Noch in den neunziger Jahren waren Didgeridoo-Festivals eine seltene Ausnahme, und kamen über Einzelveranstaltungen nicht hinaus. Zu nennen ist das Schweizer Uhuru-Festival auf dem Weissenstein Festival 1994 mit Australien als Thema, bei dem das Didgeridoo einen Schwerpunkt bildete. Ebenfalls in der Schweiz (auf der Schweibenalb bei Brienz) fand 1996 das „Dreamtime Festival“ als eines der ersten großen Didgeridoo-Festivals in Europa statt, bei dem zahlreiche internationale Didgeridookünstler auftraten, darunter Mark Atkins, Alan Dargin, Stephen Kent und Gary Thomas.
Aber erst ab dem Jahr 2000 begann der „Boom“ der Didgeridoo-Festivals in mehreren europäischen Ländern und den USA. Viele Festivals etablierten sich über mehrere Jahre, einige sind sogar noch heute vorhanden.

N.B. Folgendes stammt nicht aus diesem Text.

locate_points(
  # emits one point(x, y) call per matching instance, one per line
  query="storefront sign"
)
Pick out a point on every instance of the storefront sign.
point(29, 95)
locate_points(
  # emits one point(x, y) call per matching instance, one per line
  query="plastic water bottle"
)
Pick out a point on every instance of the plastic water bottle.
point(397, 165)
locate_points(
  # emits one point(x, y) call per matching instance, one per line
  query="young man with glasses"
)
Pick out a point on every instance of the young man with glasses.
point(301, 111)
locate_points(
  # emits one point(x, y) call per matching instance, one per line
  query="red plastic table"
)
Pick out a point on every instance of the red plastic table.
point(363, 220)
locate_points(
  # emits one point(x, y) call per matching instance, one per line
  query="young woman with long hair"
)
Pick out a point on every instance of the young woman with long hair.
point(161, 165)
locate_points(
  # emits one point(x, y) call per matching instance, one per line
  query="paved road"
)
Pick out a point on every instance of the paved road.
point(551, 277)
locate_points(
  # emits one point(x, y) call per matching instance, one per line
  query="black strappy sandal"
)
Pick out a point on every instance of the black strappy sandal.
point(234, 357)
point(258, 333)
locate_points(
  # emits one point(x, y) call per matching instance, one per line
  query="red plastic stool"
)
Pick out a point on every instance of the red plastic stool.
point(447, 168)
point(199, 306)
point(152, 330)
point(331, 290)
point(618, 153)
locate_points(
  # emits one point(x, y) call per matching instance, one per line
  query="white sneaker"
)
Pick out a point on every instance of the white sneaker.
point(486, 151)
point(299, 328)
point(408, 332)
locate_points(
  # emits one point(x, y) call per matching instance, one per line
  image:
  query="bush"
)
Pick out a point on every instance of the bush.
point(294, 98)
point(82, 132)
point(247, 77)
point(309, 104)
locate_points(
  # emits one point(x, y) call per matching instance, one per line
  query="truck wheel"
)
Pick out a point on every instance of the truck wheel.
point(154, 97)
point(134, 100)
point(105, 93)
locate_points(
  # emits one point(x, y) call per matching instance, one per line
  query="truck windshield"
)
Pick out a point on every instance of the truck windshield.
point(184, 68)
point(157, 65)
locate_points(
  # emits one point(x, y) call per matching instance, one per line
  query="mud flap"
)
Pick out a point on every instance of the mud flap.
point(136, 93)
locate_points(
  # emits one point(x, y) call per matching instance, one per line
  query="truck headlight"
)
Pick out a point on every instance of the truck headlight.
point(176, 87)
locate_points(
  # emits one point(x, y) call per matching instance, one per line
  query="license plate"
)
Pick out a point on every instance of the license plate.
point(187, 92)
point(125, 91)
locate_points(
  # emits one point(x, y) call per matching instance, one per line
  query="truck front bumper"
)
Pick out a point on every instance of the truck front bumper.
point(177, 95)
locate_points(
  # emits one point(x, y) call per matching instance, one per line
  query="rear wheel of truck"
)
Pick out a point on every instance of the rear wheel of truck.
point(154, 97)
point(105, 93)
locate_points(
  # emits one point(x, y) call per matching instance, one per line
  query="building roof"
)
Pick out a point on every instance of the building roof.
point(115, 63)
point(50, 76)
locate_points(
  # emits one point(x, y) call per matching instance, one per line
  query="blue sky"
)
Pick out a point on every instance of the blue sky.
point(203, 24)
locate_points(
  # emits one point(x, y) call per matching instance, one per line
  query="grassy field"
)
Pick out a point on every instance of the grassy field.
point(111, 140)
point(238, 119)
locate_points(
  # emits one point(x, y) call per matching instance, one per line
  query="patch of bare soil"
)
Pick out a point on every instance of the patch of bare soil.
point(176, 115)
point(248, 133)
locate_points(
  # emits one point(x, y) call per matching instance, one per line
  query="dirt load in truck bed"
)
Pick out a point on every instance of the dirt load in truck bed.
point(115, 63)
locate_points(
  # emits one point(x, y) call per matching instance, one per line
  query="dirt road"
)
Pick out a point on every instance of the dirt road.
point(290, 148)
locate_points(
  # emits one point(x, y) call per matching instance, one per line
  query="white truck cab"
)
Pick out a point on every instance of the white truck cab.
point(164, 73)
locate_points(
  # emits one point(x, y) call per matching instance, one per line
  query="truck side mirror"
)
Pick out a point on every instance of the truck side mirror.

In der Schweiz fand das erste „Swizzeridoo“ im Juli 2000 noch am selben Ort des legendären 96er Dreamtime Festivals bei Brienz statt, wurde im zweiten Jahr in Bern abgehalten, um dann endgültig nach Wiedlisbach verlegt zu werden. Mit alljährig hochkarätiger Besetzung und nachgesagt starker Organisationskompetenz war das Swizzeridoo bei Publikum und Künstlern gleichermaßen beliebt. Es fand bis 2007 alljährlich statt und wurde nach einer Auszeit 2008 unter dem Namen „Swiss Didge Weekend“ 2009 ein letztes Mal veranstaltet
Den Auftakt der großen Festivals in Deutschland machte ein überregional gut besuchtes, zweitägiges Festival in Bonn im Juni 2000, das aber trotz seines Erfolges und der positiven Publikumsresonanz nur einmalig stattfand. Nur wenige Wochen später begann die Geschichte des deutschen „Dreamtime Festivals“ in Berlin, das es in den folgenden Jahren immerhin auf insgesamt sechs Veranstaltungen bringen sollte. Es wies mehrere Besonderheiten auf, die insbesondere für die ersten drei Jahre charakteristisch waren. Erstens wurde es mit einem Veranstaltungsort mitten im Berliner Stadtgebiet als ein echtes Großstadt-Festival aufgestellt (ein markanter Unterschied zu vielen Musik-Festivals, die auf der „grünen Wiese“ stattfinden). Zweitens fand es über drei Tage statt (von freitags bis sonntags), mit drei vollen Konzertprogrammen, sowie einem sehr umfänglichen Rahmenprogramm (Kinder, Workshops, Ausstellungen, Filme, Vorträge). Drittens war das Festivalprogramm nicht nur groß und umfangreich, sondern auch stets qualitativ hochwertig besetzt, mit in jedem Jahr diversen internationalen Top-Acts, was in dieser Breite zu dieser Zeit seinesgleichen suchte.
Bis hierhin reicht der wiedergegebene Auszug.